Was war da los? Unter dem Titel „Public People“ kamen das Splitter
Orchester und das Ensemble Mosaik am Sonntag für ein gemeinsames Konzert
zusammen. Das Besondere daran: Wie beide Formationen in der Regel Musik
machen. Während das Ensemble Mosaik auf zeitgenössische Musik spezialisiert
ist, also von Komponisten notierte Werke aufführt, beruht die
Musizierpraxis des Splitter Orchesters auf freier Improvisation.
Neue Musik (Ensemble Mosaik) traf, wenn man so will, auf Echtzeitmusik
(Splitter Orchester), wie die speziell in Berlin entstandene Form des
Musizierens ohne Partitur heißt. Das 2010 gegründete Splitter Orchester ist
eine Allstar-Band der Echtzeitmusik und versammelt Musiker von
verschiedenen Kontinenten, darunter diverse Australier wie die Trompeterin
Liz Allbee, der Schlagzeuger Steve Heather, die Gitarristin Julia Reidy und
der Pianist Simon James Phillips. Der Großteil des Orchesters stammt aus
Europa, mit einem Schwerpunkt auf Deutschland.
Reidy und Phillips hatten gemeinsam mit dem US-amerikanischen
Splitter-Kollegen Chris Heenan und der britischen Komponistin Alwynne
Pritchard das Programm von „Public People“ gestaltet, wobei dem Ablauf nach
zu vermuten ist, dass Pritchard den Anfang machte mit einem Stück für das
Ensemble Mosaik. Das spielte nämlich als erstes und nach Noten, während die
umsitzenden Musiker sich ruhig verhielten.
Anschließend übernahm das Splitter Orchester, wobei der unterschiedliche
Charakter der Herangehensweisen sofort ohrenkundig wurde. Während die
Dynamik des Stücks beim Ensemble Mosaik so herkömmliche Parameter wie
Melodie und Rhythmus erkennen ließ, wichen diese Elemente beim Splitter
Orchester lang gehaltenen Drones und allerlei Geräuschen, bei denen im
Einzelnen nicht immer genau nachzuvollziehen war, von wem sie eigentlich
hervorgebracht wurden.
Denn beim Splitter Orchester geschieht irre viel gleichzeitig, allerdings
sind die verschiedenen Ereignisse, da sie eben meistens aus Liegetönen oder
Nichttönen bestehen, für sich schwieriger zu identifizieren. Was dazu
führt, dass beim Hören der Eindruck dominiert, einen durchgehenden Drone zu
hören, auch wenn dieser permanent mutiert, dichter wird und allmählich
anschwillt oder sich wieder auflockert und leicht abschwächt.

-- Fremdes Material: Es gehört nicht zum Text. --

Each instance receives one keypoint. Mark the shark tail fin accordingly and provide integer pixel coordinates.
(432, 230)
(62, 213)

Darunter poppen dann verschiedene Inseln auf, wie das Krrrrk, das die
Geigerin Biliana Voutchkova mit einer kurzen Drehbewegung ihres Bogens auf
den Saiten erzeugt, das Bliuomödelidip von Marta Zapparolis Elektronik, das
W-chrip – w-chrip – w-chrip des plattenlosen Plattenspielers, den Ignaz
Schick bedient, oder das präzis überblasene Prrööööööt aus Kai
Fagaschinskis Klarinette. Allein, die vielen diskreten Ereignisse
aufzuzählen, hätte wenig Sinn.
Über weite Strecken des Abends blieb das Splitter Orchester unter sich.

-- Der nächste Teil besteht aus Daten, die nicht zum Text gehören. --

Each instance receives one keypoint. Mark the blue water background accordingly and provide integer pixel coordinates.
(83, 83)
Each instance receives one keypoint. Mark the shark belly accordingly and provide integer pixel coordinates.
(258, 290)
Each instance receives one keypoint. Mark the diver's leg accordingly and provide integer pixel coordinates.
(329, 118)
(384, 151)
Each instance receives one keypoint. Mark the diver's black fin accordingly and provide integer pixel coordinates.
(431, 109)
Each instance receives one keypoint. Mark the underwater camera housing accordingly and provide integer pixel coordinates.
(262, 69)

Erst gegen Ende der knapp anderthalbstündigen Darbietung fanden die
Ensembles allmählich zusammen, variierten die Dynamik. Am schönsten, weil
am überraschendsten, geriet der Schluss, in dem sämtliche
Instrumentengruppen, Schlagzeug, Bläser, Saiteninstrumente und Elektronik,
ein ruhig tropfendes Geflecht aus kurzen, perkussiven Klängen erzeugten.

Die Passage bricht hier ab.